The main goal of this clinical trial is to evaluate dostarlimab, an immunotherapy drug, as a potential alternative to surgery for early-stage endometrial cancer with Mismatch Repair deficiency, a genetic cause for 20-30% of cases. The study aims to establish dostarlimab's efficacy and safety in early-stage endometrial cancer, exploring its potential as a non surgical option for those unsuitable or unwilling to undergo major surgery, allowing for fertility preservation or addressing specific health conditions. Participants will have seven dostarlimab sessions over 12 months. The treatment plan involves four cycles every three weeks, followed by a three-week break, and then three cycles every six weeks. This research is a promising step toward a new, less invasive treatment choice for patients with specific genetic traits. It expands the range of care options for endometrial cancer.
• Female participant is at least 18 years of age (at the time of informed consent).
• Participant has:
• i. histologically or cytologically proven Stage 1, FIGO grade 1 or 2, MMR deficient (Absence of at least one MMR protein (MLH1, PMS2, MSH2, MSH6) by immunohistochemistry.) endometrioid endometrial adenocarcinoma, and
• ii. wish to preserve the uterus or are not a suitable candidate for hysterectomy.
• Participant has an ECOG performance status of ≤ 2
• Participant demonstrates no evidence of extrauterine disease assessed from all available clinical evidence (physical examination findings) and medical imaging including standard of care diagnostic CT, MRI, ultrasound, or X-ray and screening gadolinium contrast pelvic MRI
• Participants must have adequate organ and bone marrow function defined as:
• i. absolute neutrophil count 1.5 x 109/L ii. platelets 100 x 109/L iii. haemoglobin ≥9 g/dL
• Adequate liver function:
• iv. total bilirubin \< 1.5x institutional upper limit normal (ULN) v. AST/ALT \< 2. 5 - 3x ULN
• Adequate renal function as defined by:
• vi. Creatinine \< 1.5x institutional upper limits OR creatinine clearance \> 30 ml/min
• Adequate coagulation profile:
• vii. INR or PT ≤ 1.5 x ULN unless the participant is receiving anticoagulant therapy as long as INR or PTT is within the therapeutic range of intended use of anticoagulants viii. aPTT ≤ 1.5 x ULN unless the patient is receiving anticoagulant therapy as long as INR or PTT is within the therapeutic range of intended use of anticoagulant
• A potential participant with a clinical abnormality or laboratory parameters outside the normal reference range for the population being studied may be rescreened once, at the Investigator's discretion, and may be included only if the Investigator considers that the finding is unlikely to introduce additional risk factors to the participant and will not interfere with the study procedures.
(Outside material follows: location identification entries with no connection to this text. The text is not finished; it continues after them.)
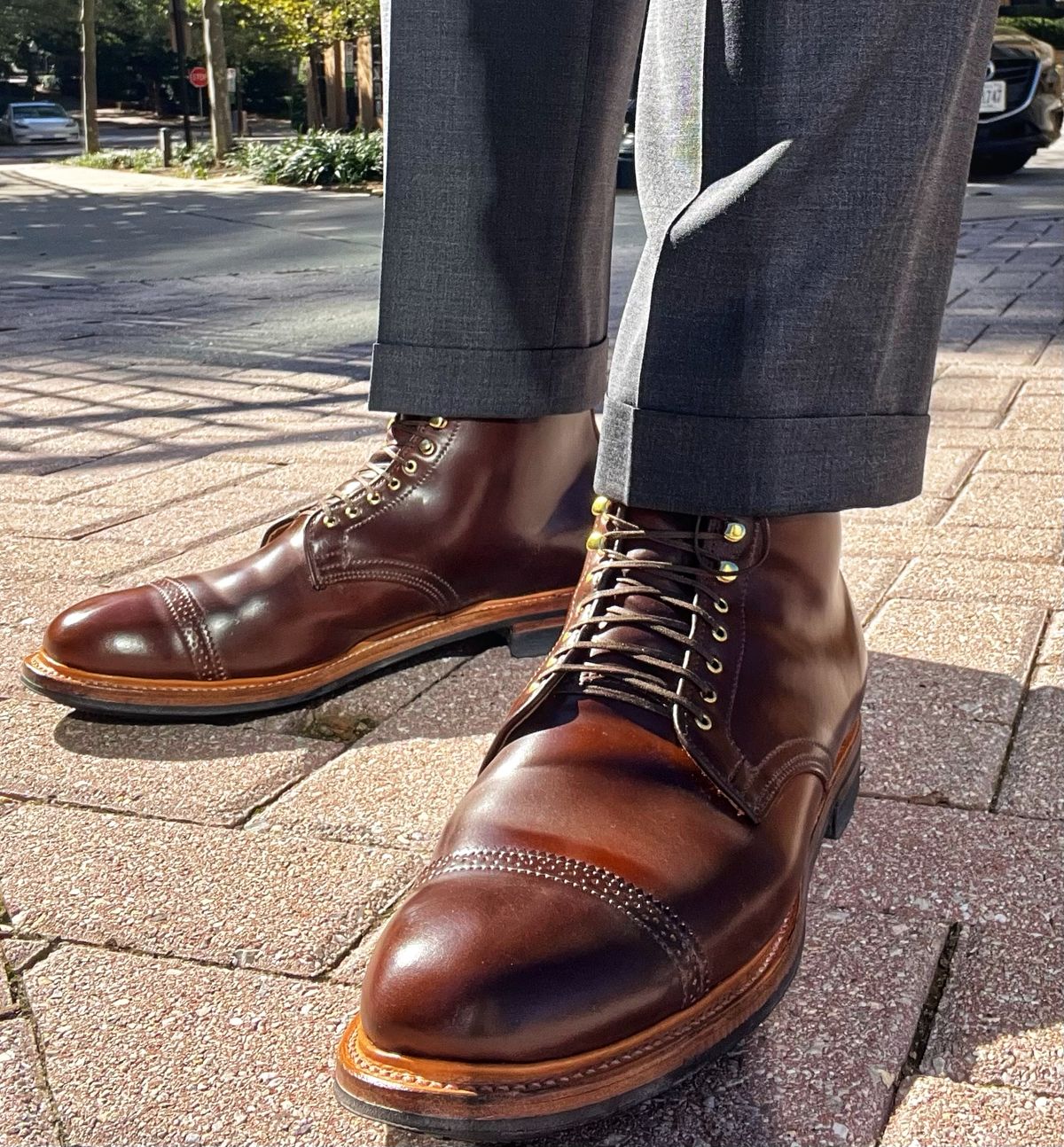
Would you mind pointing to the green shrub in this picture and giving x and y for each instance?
(318, 159)
(121, 159)
(1043, 27)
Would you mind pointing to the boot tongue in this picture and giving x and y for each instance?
(612, 632)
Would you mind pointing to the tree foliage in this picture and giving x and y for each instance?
(303, 26)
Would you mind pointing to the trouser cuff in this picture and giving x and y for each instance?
(696, 464)
(466, 382)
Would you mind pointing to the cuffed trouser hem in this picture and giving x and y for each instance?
(466, 382)
(693, 464)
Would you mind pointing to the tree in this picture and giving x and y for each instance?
(89, 76)
(308, 27)
(214, 43)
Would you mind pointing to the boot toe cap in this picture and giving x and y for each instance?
(496, 966)
(127, 633)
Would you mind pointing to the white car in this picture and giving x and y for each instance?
(38, 123)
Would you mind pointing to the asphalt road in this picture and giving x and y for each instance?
(261, 273)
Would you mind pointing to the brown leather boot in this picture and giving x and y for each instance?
(622, 893)
(453, 527)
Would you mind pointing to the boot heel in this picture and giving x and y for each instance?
(844, 804)
(533, 639)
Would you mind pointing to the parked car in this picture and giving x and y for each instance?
(1021, 108)
(38, 123)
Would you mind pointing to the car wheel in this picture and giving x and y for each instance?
(1000, 163)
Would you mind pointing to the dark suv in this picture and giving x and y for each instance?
(1021, 108)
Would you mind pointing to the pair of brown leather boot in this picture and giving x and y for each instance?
(621, 894)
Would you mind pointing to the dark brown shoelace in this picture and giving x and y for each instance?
(635, 633)
(408, 438)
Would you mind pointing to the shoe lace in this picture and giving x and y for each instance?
(634, 638)
(406, 441)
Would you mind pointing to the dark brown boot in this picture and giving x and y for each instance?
(622, 893)
(453, 527)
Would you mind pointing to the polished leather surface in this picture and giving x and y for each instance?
(468, 511)
(600, 874)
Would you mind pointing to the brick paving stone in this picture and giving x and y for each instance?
(946, 864)
(989, 394)
(468, 702)
(90, 560)
(214, 775)
(1009, 499)
(1036, 412)
(945, 471)
(226, 896)
(1034, 781)
(1021, 461)
(1001, 1018)
(917, 513)
(861, 539)
(400, 784)
(24, 1116)
(1052, 652)
(936, 1112)
(206, 555)
(395, 794)
(955, 580)
(358, 710)
(868, 580)
(160, 1052)
(943, 687)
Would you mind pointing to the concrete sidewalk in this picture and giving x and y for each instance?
(188, 909)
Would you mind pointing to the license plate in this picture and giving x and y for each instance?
(993, 97)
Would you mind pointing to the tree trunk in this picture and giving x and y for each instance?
(314, 89)
(89, 77)
(214, 43)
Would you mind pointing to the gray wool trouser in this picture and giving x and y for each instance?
(802, 168)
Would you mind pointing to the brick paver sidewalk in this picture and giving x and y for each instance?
(188, 908)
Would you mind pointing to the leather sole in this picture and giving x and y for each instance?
(503, 1103)
(530, 623)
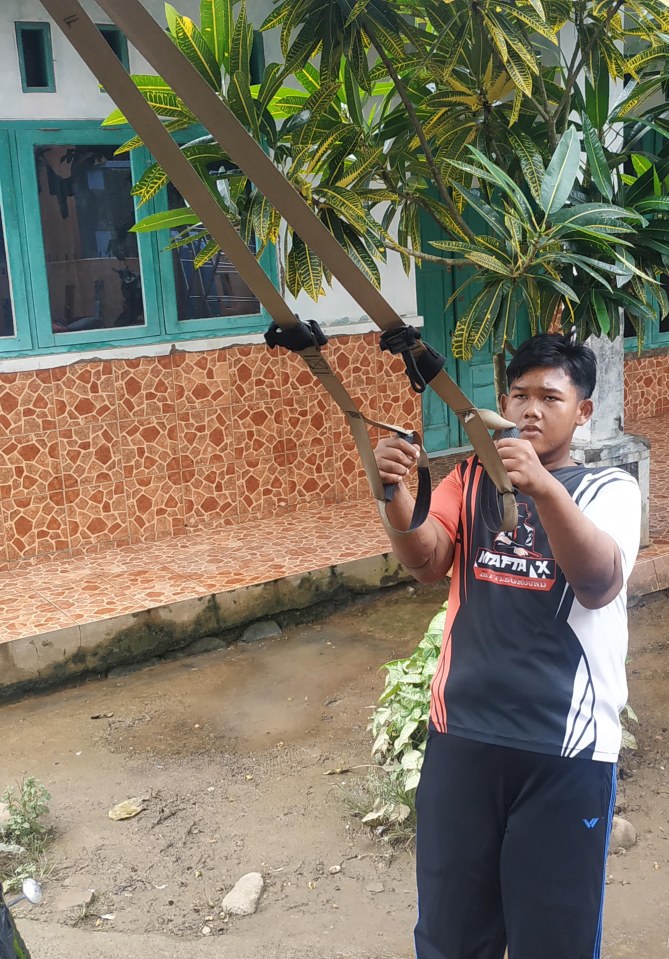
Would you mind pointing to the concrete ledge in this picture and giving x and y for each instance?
(211, 621)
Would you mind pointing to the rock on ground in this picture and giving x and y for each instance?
(242, 900)
(11, 856)
(623, 834)
(262, 630)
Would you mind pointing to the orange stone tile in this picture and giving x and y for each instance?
(84, 393)
(258, 430)
(350, 478)
(97, 514)
(314, 471)
(155, 507)
(256, 375)
(307, 419)
(210, 495)
(149, 445)
(32, 615)
(355, 360)
(144, 387)
(297, 377)
(201, 380)
(27, 403)
(205, 437)
(35, 525)
(30, 465)
(91, 454)
(265, 486)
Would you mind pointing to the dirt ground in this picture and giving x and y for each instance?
(230, 751)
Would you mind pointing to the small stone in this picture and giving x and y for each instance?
(374, 887)
(127, 809)
(623, 835)
(67, 899)
(11, 856)
(263, 630)
(243, 898)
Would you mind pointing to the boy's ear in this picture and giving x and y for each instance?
(585, 409)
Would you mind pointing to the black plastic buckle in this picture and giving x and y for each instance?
(421, 369)
(296, 338)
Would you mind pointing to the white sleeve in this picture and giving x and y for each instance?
(612, 501)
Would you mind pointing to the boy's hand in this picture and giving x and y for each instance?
(394, 458)
(523, 466)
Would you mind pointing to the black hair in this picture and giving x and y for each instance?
(557, 351)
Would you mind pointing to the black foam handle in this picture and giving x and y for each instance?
(390, 488)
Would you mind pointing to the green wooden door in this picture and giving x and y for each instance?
(435, 285)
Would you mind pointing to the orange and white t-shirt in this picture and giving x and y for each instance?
(523, 664)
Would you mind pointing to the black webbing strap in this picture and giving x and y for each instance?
(420, 367)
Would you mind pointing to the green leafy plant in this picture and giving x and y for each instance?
(385, 800)
(626, 717)
(27, 806)
(544, 119)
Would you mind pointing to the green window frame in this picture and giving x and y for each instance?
(83, 134)
(43, 32)
(117, 41)
(22, 340)
(26, 253)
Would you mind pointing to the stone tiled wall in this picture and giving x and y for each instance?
(646, 386)
(128, 451)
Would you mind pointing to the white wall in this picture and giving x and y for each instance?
(77, 97)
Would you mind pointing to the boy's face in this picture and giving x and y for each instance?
(546, 407)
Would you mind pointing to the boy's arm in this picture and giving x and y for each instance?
(589, 557)
(427, 552)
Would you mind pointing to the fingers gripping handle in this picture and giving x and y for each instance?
(424, 492)
(390, 488)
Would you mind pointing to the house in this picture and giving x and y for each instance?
(137, 397)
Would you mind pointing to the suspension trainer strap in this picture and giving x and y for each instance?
(286, 330)
(156, 46)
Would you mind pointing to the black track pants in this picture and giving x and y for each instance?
(511, 849)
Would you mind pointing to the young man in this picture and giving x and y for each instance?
(518, 784)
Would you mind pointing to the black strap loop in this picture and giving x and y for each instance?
(421, 369)
(296, 338)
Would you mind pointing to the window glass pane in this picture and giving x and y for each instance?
(34, 58)
(215, 289)
(6, 311)
(664, 324)
(92, 259)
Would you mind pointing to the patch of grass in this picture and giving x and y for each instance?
(381, 801)
(27, 804)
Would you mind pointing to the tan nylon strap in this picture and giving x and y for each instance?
(147, 36)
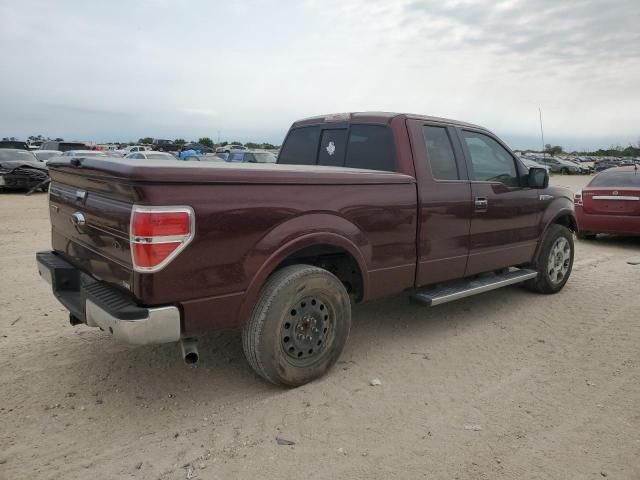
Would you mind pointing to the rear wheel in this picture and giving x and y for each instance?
(299, 326)
(554, 262)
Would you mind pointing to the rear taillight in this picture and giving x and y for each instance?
(158, 234)
(577, 199)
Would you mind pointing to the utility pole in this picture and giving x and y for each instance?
(541, 131)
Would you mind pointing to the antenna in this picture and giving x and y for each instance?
(541, 131)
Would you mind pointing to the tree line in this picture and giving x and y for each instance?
(208, 142)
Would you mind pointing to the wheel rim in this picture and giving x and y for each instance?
(308, 329)
(559, 260)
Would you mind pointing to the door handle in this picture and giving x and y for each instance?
(481, 204)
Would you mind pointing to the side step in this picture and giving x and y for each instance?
(465, 288)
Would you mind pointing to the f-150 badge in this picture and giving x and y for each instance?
(331, 148)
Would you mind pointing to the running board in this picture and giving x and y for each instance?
(468, 287)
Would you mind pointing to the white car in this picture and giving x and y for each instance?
(44, 155)
(531, 164)
(151, 155)
(135, 148)
(83, 153)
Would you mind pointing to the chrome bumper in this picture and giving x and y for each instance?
(99, 305)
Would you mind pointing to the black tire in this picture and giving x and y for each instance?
(298, 327)
(586, 236)
(549, 279)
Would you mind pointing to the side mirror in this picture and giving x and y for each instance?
(538, 177)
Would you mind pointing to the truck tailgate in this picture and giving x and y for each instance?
(91, 229)
(611, 201)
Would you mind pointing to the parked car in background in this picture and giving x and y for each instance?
(610, 203)
(15, 144)
(165, 145)
(44, 155)
(532, 164)
(360, 206)
(134, 148)
(62, 146)
(252, 156)
(83, 153)
(604, 165)
(230, 148)
(20, 170)
(557, 165)
(151, 155)
(207, 157)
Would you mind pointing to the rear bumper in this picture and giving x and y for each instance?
(99, 305)
(613, 224)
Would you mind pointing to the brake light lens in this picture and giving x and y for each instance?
(158, 235)
(577, 199)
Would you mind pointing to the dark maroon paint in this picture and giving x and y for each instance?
(404, 229)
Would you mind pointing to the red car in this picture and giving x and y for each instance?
(610, 204)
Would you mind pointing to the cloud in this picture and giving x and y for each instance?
(126, 69)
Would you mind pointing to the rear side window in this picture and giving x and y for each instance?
(332, 147)
(490, 162)
(440, 153)
(359, 146)
(371, 147)
(301, 146)
(629, 178)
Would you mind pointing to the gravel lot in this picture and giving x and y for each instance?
(509, 385)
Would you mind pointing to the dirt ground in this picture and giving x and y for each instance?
(506, 385)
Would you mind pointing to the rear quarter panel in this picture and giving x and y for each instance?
(244, 232)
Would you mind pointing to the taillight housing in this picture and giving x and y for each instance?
(577, 199)
(158, 235)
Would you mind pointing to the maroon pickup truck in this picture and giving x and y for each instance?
(359, 206)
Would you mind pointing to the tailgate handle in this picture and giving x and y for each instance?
(78, 219)
(481, 204)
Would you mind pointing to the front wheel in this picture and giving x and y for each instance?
(554, 262)
(299, 326)
(585, 236)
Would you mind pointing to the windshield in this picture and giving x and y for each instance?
(625, 178)
(160, 156)
(80, 153)
(19, 156)
(42, 156)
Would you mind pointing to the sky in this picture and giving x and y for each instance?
(244, 70)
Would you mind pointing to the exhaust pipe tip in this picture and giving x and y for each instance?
(191, 358)
(190, 353)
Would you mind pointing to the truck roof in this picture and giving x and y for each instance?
(376, 117)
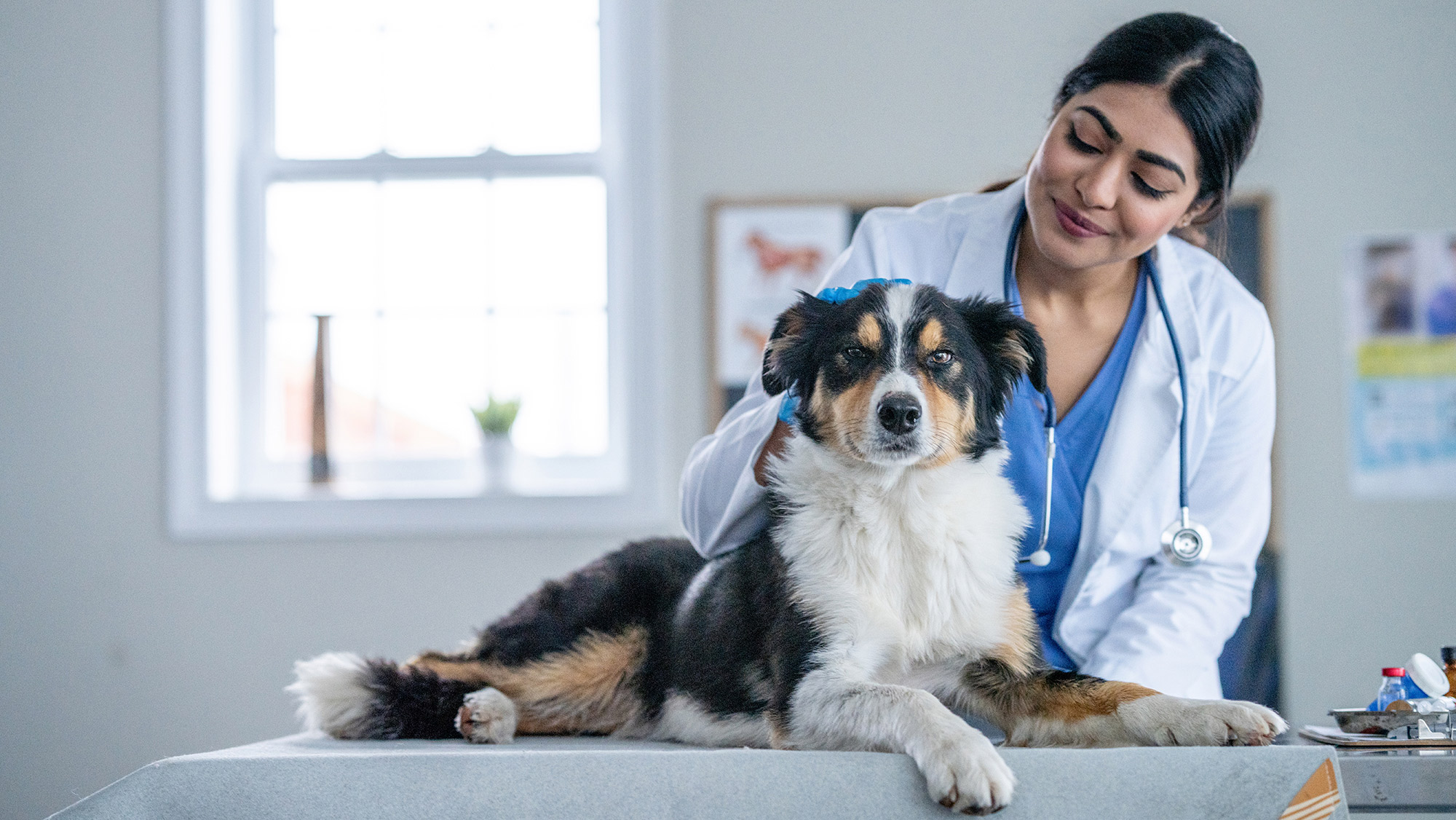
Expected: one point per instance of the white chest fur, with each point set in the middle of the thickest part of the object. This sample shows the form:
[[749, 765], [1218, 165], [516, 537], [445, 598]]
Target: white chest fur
[[901, 567]]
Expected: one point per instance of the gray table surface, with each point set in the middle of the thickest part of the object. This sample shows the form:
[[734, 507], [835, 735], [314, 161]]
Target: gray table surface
[[305, 777]]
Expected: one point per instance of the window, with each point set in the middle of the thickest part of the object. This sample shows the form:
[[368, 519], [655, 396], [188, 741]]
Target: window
[[452, 184]]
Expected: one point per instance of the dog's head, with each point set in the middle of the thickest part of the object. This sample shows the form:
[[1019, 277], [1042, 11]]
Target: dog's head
[[903, 375]]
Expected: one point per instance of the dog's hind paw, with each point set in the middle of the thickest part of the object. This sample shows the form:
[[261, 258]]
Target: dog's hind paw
[[1163, 720], [487, 717], [966, 774]]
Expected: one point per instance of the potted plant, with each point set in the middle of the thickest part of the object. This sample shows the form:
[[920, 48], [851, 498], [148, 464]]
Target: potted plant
[[496, 422]]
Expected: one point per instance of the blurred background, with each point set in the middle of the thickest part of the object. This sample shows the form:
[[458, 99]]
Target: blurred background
[[410, 142]]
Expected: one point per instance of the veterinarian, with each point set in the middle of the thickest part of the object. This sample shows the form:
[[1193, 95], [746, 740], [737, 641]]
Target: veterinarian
[[1145, 141]]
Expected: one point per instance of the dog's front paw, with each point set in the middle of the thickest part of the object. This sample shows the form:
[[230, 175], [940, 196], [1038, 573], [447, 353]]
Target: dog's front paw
[[1163, 720], [966, 774], [487, 717]]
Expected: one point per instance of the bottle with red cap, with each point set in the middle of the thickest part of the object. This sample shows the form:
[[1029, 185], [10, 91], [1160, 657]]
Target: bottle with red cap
[[1393, 688]]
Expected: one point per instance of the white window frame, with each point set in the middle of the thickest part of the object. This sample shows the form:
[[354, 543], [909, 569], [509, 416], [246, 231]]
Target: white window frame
[[197, 273]]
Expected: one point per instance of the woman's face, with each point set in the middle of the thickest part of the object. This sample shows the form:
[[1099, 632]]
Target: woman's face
[[1115, 174]]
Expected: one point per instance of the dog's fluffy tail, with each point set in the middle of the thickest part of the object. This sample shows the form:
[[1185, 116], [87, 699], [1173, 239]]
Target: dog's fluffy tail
[[355, 698]]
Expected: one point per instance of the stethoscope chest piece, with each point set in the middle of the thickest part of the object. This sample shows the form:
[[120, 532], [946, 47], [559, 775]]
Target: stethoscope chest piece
[[1186, 543]]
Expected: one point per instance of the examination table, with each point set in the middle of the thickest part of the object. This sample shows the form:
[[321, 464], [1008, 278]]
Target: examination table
[[309, 776]]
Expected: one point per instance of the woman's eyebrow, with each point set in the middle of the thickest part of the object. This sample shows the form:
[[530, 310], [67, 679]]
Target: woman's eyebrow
[[1104, 122], [1147, 157], [1164, 162]]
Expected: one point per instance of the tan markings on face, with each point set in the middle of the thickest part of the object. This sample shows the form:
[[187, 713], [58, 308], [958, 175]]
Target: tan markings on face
[[933, 337], [953, 420], [580, 690], [851, 413], [842, 419], [869, 333]]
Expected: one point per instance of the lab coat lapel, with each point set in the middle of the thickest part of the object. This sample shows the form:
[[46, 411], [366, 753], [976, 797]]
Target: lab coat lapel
[[1139, 457], [982, 256]]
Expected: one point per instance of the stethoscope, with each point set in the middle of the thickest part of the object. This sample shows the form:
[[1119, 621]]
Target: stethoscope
[[1184, 543]]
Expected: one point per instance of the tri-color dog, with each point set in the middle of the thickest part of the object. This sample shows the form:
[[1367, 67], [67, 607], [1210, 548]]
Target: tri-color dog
[[883, 599]]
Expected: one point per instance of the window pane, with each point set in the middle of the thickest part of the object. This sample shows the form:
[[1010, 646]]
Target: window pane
[[547, 78], [327, 78], [553, 244], [442, 293], [436, 78]]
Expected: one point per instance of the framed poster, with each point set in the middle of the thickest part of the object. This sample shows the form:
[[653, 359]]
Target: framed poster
[[762, 254], [1401, 365]]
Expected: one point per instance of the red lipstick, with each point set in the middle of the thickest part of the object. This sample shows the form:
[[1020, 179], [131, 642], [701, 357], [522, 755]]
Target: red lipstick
[[1075, 224]]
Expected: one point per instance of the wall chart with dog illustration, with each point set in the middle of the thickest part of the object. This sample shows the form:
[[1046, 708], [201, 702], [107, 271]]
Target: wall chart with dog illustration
[[764, 253]]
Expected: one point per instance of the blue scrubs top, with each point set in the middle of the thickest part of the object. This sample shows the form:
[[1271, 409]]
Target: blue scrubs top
[[1080, 438]]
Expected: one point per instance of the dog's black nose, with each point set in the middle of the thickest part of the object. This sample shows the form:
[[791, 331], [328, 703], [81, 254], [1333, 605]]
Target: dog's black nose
[[899, 413]]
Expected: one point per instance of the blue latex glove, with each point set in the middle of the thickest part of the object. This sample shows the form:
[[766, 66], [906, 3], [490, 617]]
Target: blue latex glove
[[791, 403], [834, 296]]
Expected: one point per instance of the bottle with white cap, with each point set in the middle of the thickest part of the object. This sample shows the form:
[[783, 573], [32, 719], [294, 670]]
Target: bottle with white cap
[[1429, 678]]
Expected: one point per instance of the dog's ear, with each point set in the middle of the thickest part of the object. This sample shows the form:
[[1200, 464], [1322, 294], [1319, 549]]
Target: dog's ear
[[784, 352], [1011, 344]]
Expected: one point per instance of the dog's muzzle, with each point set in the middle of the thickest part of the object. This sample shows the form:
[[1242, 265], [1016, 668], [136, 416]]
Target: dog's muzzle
[[899, 413]]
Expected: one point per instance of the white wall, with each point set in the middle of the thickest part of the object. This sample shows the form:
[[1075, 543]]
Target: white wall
[[119, 646]]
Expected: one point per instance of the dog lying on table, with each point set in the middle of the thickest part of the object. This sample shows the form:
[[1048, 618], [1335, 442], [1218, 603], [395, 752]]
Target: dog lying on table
[[883, 596]]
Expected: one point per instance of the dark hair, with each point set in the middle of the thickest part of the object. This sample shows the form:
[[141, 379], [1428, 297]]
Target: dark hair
[[1212, 84]]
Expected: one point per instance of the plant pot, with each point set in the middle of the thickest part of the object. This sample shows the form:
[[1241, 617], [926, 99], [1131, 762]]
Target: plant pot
[[499, 455]]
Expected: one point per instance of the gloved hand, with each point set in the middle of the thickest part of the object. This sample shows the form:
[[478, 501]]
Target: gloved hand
[[834, 296]]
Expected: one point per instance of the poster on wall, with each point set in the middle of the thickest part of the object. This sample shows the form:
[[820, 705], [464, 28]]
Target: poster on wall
[[764, 253], [764, 256], [1401, 292]]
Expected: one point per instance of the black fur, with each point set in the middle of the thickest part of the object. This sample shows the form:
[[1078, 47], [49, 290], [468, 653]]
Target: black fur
[[727, 633], [411, 703], [812, 343]]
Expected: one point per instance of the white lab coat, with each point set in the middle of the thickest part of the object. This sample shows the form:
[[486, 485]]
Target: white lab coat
[[1126, 614]]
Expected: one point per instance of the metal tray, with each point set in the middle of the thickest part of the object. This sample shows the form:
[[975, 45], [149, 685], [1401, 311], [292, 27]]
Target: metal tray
[[1362, 722]]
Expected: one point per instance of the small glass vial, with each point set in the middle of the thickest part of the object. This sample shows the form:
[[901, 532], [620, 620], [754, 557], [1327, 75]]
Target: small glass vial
[[1393, 690]]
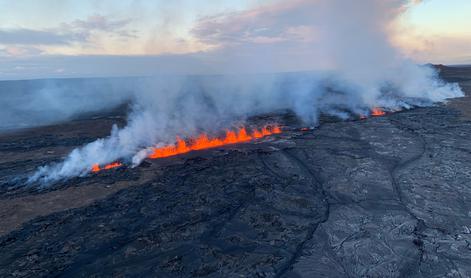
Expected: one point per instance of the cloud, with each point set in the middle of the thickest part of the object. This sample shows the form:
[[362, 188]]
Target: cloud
[[276, 23], [28, 36], [66, 34]]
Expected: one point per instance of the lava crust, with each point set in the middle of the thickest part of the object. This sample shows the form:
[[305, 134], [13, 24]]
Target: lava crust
[[386, 196]]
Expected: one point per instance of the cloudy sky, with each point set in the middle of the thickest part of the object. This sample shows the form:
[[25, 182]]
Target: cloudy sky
[[61, 38]]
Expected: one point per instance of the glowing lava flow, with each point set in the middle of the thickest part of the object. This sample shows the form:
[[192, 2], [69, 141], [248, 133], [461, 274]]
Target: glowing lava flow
[[97, 168], [376, 111], [199, 143], [204, 142]]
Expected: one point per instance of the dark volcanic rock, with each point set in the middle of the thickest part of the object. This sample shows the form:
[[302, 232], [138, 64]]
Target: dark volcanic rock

• Women of child-bearing potential (WOCBP) must have a negative serum pregnancy test at enrolment prior to each treatment cycle and use a highly effective contraceptive method including; oral contraceptive pills \[OCPs\], or an intrauterine hormone device \[IUD\]) from screening until at least 4 months following the last dose of dostarlimab. Females who are abstinent from heterosexual intercourse as part of their usual lifestyle do not need to use contraception.
• Post-menopausal females. Post-menopausal status will be confirmed through testing of follicle-stimulating hormone (FSH) levels (≥ 40 IU/mL) at screening for amenorrhoeic (≥ 12 months) female participants.
• Participants with confirmed Type I or Type II diabetes mellitus must be well controlled by medication and/or diet and have glycated haemoglobin (HBAc1) \< 8.5% at screening and be willing to monitor blood glucose levels at home during study participation.
⁃ Participants must have normal blood pressure (BP) or adequately treated and controlled hypertension.
⁃ Participant is able to provide written informed consent and are willing to participate for the duration of the study and to follow study procedures.